Ralph Walker, FAIA
Year Awarded: 1957
Projects
1949: Bell Telephone Laboratories, Murray Hill,
N.J.
1939: several buildings for the 1939 New York Worlds
Fair
1931: Irving Trust Building, New York City
1929: Western Union Building, New York City
1926: Barclay-Vesey Building, New York City
Biography
Following three years working as an apprentice, Ralph Walker
enrolled at the Massachusetts Institute of Technology, studying
there fro 1909 to 1911. He worked for several years at architecture
firms in different parts of the country. In 1916, he won the Rotch
Traveling Scholarship.
He settled in New York in 1919 and joined the firm McKenzie,
Voorhees, and Gmelin. In 1923, when the firm won the New York
Telephone Company commission, the firm gave the project to Walker.

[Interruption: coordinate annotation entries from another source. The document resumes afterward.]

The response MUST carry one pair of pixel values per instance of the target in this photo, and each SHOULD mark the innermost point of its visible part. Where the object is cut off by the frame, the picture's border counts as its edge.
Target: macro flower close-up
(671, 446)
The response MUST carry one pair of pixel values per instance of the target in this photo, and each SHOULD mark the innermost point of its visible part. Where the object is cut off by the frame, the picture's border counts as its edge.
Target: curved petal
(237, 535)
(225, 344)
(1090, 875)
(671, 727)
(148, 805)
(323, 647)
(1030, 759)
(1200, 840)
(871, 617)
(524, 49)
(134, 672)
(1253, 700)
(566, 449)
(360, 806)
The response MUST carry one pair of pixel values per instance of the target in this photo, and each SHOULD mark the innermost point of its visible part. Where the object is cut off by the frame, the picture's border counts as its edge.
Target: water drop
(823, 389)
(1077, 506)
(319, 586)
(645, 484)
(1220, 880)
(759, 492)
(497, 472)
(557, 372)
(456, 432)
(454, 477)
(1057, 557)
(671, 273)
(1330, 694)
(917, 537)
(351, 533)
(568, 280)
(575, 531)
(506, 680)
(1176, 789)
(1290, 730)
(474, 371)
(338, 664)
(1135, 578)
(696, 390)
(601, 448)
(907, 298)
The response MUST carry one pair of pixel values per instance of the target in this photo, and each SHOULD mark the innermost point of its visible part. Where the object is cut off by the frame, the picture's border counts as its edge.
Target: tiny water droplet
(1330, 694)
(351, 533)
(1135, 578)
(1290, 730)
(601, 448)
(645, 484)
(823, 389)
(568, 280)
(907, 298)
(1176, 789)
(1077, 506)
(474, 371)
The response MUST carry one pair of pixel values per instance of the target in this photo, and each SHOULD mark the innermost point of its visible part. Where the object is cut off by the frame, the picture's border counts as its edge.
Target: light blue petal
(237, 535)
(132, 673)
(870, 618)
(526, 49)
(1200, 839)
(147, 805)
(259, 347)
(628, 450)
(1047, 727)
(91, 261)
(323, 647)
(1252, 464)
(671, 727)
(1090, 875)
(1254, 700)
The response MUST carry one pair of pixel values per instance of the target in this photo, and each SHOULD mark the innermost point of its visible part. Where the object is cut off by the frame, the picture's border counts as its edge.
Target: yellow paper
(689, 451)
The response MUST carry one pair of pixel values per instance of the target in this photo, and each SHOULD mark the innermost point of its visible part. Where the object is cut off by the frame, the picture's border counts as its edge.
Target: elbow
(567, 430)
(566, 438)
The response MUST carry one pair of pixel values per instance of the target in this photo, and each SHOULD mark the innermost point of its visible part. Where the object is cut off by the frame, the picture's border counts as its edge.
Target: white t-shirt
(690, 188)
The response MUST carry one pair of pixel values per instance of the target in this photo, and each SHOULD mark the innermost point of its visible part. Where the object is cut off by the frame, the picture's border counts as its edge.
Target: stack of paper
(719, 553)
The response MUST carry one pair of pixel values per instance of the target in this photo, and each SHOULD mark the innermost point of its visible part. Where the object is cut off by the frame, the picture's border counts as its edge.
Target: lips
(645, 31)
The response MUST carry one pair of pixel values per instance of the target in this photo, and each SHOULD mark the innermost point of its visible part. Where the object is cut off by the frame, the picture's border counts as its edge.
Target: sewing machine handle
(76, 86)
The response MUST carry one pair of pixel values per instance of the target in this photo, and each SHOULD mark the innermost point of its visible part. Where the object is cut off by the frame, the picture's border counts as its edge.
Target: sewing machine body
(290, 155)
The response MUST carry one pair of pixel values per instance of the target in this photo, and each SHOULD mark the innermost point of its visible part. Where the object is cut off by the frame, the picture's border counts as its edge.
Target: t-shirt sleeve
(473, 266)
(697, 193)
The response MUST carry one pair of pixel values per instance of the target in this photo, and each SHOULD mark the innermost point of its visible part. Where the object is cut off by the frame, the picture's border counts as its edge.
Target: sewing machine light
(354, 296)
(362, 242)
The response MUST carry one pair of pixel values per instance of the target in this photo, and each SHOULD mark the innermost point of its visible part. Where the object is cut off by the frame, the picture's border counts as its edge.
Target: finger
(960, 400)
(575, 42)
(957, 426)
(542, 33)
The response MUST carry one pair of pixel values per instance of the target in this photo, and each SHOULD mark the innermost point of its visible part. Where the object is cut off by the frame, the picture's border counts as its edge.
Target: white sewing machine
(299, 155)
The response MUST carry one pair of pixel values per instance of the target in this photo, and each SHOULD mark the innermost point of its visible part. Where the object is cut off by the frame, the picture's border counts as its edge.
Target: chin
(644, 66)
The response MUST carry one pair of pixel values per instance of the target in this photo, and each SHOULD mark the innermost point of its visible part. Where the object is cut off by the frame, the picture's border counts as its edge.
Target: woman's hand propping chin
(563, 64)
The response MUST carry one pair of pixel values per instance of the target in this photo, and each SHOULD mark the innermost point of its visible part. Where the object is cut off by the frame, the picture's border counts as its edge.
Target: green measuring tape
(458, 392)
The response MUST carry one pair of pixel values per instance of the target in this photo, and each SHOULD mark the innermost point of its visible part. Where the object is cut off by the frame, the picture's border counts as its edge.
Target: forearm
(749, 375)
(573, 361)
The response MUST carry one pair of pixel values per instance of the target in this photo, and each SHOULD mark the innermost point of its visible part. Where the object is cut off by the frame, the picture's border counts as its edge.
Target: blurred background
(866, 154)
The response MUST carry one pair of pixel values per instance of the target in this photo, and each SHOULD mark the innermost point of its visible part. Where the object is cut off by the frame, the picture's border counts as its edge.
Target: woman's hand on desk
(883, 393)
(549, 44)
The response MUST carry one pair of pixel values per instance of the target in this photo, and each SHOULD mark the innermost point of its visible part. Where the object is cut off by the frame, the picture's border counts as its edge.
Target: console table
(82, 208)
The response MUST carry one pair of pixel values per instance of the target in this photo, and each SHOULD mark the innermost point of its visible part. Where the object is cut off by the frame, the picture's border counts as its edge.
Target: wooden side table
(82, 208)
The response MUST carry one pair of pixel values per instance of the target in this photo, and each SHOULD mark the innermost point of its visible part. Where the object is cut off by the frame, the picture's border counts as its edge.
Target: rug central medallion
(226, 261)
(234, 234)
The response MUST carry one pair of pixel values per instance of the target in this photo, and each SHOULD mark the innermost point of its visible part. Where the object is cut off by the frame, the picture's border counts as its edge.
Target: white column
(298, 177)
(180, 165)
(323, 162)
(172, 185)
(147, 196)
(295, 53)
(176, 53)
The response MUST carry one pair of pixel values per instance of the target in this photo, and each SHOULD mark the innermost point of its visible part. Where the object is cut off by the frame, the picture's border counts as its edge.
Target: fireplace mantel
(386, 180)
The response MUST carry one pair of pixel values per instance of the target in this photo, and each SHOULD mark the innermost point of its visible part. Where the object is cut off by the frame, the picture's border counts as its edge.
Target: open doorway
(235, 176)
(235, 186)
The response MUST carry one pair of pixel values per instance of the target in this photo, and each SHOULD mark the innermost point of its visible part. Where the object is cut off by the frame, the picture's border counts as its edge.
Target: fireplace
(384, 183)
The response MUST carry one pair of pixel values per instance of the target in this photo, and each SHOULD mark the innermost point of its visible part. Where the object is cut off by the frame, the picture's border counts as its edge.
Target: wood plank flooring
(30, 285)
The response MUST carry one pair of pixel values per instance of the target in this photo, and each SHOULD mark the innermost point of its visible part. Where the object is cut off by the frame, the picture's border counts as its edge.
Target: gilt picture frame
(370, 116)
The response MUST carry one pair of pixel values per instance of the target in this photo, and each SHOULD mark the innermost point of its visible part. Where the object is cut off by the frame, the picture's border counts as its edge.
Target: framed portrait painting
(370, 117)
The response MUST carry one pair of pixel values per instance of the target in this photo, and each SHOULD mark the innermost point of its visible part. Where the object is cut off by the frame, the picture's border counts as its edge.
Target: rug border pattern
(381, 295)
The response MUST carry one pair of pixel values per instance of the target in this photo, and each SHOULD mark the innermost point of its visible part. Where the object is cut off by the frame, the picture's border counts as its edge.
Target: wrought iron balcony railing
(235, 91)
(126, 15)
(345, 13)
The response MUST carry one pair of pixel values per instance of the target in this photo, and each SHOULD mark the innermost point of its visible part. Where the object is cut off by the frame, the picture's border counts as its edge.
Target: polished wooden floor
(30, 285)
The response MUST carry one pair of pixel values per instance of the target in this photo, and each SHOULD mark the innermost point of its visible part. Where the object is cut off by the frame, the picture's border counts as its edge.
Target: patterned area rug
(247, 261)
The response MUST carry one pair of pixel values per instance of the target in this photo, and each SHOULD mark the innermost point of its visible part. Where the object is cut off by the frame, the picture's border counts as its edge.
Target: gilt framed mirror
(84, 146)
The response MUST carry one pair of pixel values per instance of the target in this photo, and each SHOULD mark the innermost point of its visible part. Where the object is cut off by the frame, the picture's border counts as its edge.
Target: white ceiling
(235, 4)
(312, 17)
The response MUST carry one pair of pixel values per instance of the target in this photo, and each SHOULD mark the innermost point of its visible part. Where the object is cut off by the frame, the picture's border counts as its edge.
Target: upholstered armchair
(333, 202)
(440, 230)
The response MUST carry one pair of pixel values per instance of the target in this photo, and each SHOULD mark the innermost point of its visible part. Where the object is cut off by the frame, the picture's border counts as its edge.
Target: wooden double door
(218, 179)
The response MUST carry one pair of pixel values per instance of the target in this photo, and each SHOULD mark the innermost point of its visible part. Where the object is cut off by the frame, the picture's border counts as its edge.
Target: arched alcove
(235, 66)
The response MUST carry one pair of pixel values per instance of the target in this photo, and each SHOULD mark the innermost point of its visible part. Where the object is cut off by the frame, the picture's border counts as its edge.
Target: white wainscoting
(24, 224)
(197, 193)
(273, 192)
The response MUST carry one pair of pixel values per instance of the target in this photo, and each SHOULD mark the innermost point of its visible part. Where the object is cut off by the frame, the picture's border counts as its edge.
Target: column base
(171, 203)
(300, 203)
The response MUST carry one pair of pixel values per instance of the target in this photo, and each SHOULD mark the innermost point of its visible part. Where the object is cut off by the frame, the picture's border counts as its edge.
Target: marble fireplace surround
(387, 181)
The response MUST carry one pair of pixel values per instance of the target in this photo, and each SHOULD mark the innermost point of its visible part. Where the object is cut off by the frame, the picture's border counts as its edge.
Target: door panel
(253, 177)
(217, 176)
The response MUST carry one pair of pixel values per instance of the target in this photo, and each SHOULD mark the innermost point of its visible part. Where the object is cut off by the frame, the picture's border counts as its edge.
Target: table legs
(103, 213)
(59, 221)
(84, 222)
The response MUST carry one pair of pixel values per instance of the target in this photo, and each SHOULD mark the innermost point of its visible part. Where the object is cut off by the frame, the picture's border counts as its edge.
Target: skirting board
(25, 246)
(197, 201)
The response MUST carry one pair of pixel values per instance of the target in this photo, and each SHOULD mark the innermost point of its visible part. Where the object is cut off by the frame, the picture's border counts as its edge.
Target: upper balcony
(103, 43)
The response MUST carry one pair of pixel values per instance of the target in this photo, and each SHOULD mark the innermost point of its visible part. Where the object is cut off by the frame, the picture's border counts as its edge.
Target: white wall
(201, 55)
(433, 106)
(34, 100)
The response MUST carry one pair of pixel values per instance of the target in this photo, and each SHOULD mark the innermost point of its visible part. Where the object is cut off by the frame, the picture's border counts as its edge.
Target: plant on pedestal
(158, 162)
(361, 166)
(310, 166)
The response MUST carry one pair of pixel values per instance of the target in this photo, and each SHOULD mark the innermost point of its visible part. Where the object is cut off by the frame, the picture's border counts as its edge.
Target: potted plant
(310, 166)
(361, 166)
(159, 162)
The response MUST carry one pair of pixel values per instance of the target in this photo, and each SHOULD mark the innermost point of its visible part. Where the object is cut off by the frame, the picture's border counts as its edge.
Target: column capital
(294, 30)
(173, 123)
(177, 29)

Now known as the Barclay-Vesey Building, the project was so
successful that in 1926 Walker became a partner and the firms
name became Voorhees, Gmelin, and Walker and later Voorhees,
Walker, Foley & Smith (in 1939). Walkers design of the
Art Decostyled building began his reputation as a highly
respected builder of skyscrapers that included the Western Union
Building and the Irving Trust Building.
Walker served as president of the AIA from 1949 to 1951.